Issue of Unsecured Straight Corporate Bonds
SoftBank Group Corp. (“SBG”) announced today that it has determined the following terms and conditions for the issuance of its 60th, 61st, and 62nd unsecured straight corporate bonds (collectively, the “Bonds”).
60th | 61st | 62nd | |
---|---|---|---|
1. Total amount of issue | JPY 30 billion | JPY 50 billion | JPY 20 billion |
2. Denomination per bond | JPY 100 million | ||
3. Interest rate | 1.799% per annum | 2.441% per annum | 2.900% per annum |
4. Issue price | 100% of the denomination per bond | ||
5. Redemption price | 100% of the denomination per bond | ||
6. Term | 3 years | 5 years | 7 years |
7. Maturity date | April 23, 2027 | April 25, 2029 | April 25, 2031 |
8. Redemption | The Bonds will be redeemed in full upon maturity. The Bonds may also be repurchased and redeemed at any time commencing from the first day following the closing date, subject to requirements of the book-entry transfer institution. | ||
9. Interest payment dates | April 25 and October 25 of each year | ||
10. Issue date | April 25, 2024 | ||
11. Method of offering | Public offering in Japan | ||
12. Offerees | Institutional investors | ||
13. Collateral | No collaterals are set up for the Bonds and no assets are specifically reserved to secure the Bonds. | ||
14. Guarantee | None | ||
15. Covenants | Negative pledge clause | ||
16. Underwriters | SMBC Nikko Securities Inc. Daiwa Securities Co.
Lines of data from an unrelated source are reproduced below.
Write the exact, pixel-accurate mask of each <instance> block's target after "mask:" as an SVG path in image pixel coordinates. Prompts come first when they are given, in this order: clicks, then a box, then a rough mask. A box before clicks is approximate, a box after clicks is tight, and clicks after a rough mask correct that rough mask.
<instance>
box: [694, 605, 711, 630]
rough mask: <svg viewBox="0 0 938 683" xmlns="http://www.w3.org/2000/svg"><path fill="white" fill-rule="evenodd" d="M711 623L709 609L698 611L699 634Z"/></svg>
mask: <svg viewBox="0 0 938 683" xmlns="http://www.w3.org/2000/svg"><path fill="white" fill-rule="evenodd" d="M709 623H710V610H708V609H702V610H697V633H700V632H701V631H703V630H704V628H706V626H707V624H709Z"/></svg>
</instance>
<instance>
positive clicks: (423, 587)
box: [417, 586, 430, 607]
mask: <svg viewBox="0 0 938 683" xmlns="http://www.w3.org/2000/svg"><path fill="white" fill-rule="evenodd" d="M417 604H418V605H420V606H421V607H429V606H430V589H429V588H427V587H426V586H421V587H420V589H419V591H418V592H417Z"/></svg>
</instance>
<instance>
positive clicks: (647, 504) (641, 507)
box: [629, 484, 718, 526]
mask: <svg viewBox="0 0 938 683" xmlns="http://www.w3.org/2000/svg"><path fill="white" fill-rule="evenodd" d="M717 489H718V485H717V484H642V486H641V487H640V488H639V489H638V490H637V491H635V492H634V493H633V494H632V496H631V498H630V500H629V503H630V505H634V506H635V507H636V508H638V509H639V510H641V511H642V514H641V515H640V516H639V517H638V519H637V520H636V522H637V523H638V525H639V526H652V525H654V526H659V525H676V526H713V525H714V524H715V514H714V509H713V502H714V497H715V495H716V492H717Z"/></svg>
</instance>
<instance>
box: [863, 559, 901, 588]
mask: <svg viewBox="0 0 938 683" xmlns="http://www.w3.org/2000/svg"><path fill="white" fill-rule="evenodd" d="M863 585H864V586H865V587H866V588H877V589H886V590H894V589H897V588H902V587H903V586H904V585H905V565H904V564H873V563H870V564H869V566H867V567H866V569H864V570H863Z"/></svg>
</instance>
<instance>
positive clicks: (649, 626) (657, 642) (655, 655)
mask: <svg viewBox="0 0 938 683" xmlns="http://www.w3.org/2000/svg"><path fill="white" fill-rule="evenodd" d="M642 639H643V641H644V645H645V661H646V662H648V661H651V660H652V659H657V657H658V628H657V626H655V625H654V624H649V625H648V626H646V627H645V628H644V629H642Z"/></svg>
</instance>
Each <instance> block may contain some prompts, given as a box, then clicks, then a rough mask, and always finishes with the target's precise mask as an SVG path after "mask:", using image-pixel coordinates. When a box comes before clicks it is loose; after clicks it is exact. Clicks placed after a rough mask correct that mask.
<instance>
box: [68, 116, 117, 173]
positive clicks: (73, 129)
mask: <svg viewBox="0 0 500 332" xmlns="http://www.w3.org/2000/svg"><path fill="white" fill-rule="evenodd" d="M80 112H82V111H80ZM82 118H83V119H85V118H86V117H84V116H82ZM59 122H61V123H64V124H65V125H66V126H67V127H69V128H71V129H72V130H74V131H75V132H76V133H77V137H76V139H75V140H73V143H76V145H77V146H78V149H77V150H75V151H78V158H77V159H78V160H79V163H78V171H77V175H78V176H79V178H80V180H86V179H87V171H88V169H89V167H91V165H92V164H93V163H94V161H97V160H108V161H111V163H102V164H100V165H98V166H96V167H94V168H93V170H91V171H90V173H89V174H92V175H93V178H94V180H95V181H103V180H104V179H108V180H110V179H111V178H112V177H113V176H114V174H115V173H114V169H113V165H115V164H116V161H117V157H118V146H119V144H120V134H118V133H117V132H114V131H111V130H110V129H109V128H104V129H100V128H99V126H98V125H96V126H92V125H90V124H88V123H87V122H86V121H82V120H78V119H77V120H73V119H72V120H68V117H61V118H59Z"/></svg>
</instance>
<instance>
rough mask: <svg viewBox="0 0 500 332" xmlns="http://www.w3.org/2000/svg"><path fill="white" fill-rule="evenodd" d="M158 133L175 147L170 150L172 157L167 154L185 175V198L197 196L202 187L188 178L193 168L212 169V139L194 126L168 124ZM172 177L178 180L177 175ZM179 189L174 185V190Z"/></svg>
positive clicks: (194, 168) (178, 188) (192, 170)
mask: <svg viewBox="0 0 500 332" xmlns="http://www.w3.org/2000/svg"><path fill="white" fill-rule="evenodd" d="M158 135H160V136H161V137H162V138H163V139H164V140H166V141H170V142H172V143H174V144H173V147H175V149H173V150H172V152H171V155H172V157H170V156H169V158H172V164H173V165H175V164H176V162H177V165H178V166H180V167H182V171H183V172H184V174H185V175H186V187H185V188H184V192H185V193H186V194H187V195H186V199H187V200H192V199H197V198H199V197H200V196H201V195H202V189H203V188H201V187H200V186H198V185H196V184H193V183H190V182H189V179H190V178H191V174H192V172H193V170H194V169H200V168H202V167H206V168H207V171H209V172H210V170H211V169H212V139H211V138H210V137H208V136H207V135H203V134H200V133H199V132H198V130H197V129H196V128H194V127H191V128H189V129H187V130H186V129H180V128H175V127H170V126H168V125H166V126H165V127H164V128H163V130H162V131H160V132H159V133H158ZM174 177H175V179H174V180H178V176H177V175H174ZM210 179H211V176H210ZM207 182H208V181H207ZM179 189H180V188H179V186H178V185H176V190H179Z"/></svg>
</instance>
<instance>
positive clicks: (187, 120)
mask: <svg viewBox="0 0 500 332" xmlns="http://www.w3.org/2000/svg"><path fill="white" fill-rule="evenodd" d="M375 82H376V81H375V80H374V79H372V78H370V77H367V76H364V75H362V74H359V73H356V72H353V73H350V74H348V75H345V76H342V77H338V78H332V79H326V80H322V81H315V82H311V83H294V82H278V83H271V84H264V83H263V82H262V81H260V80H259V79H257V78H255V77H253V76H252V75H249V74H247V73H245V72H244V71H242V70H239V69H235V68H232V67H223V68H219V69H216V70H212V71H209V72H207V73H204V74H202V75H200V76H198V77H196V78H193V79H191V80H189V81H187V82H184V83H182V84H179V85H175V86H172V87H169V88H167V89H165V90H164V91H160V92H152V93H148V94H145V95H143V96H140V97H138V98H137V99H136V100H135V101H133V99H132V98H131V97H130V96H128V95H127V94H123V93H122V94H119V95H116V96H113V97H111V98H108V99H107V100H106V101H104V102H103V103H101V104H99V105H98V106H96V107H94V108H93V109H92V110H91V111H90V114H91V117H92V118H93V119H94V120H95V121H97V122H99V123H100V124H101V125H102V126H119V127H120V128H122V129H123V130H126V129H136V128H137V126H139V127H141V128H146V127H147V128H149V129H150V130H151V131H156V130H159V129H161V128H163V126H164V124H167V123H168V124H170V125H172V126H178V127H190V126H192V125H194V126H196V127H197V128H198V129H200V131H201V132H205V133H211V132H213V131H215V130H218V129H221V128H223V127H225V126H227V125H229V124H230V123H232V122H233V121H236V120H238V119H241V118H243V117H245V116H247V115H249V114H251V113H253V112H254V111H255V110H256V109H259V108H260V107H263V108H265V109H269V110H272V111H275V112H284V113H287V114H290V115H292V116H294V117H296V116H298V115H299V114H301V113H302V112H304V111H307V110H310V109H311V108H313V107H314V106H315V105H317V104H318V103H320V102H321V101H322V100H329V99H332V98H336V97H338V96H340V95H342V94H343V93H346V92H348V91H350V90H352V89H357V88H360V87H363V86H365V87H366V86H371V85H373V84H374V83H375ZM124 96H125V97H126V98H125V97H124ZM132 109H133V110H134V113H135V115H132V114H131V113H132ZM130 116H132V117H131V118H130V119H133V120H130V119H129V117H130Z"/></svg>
Ltd. | ||
17. Fiscal agent | Mizuho Bank, Ltd. | ||
18. Credit rating | A(Japan Credit Rating Agency, Ltd.) | ||
19. Use of proceeds | To be allocated to part of the redemption of the domestic bond that will reach the maturity on June 14, 2024. |
Note:
This press release related to offerings of Japanese Yen-denominated Bonds that are intended to be directed into Japan and its residents thereof in accordance with the law, customary practices and documentation in Japan. This press release does not constitute an offer of any securities for sale in the United States. The Bonds have not been registered under the United States Securities Act of 1933, as amended (the “Act”), and may not be offered or sold in the United States absent registration or an application exemption from the registration requirements under the Act.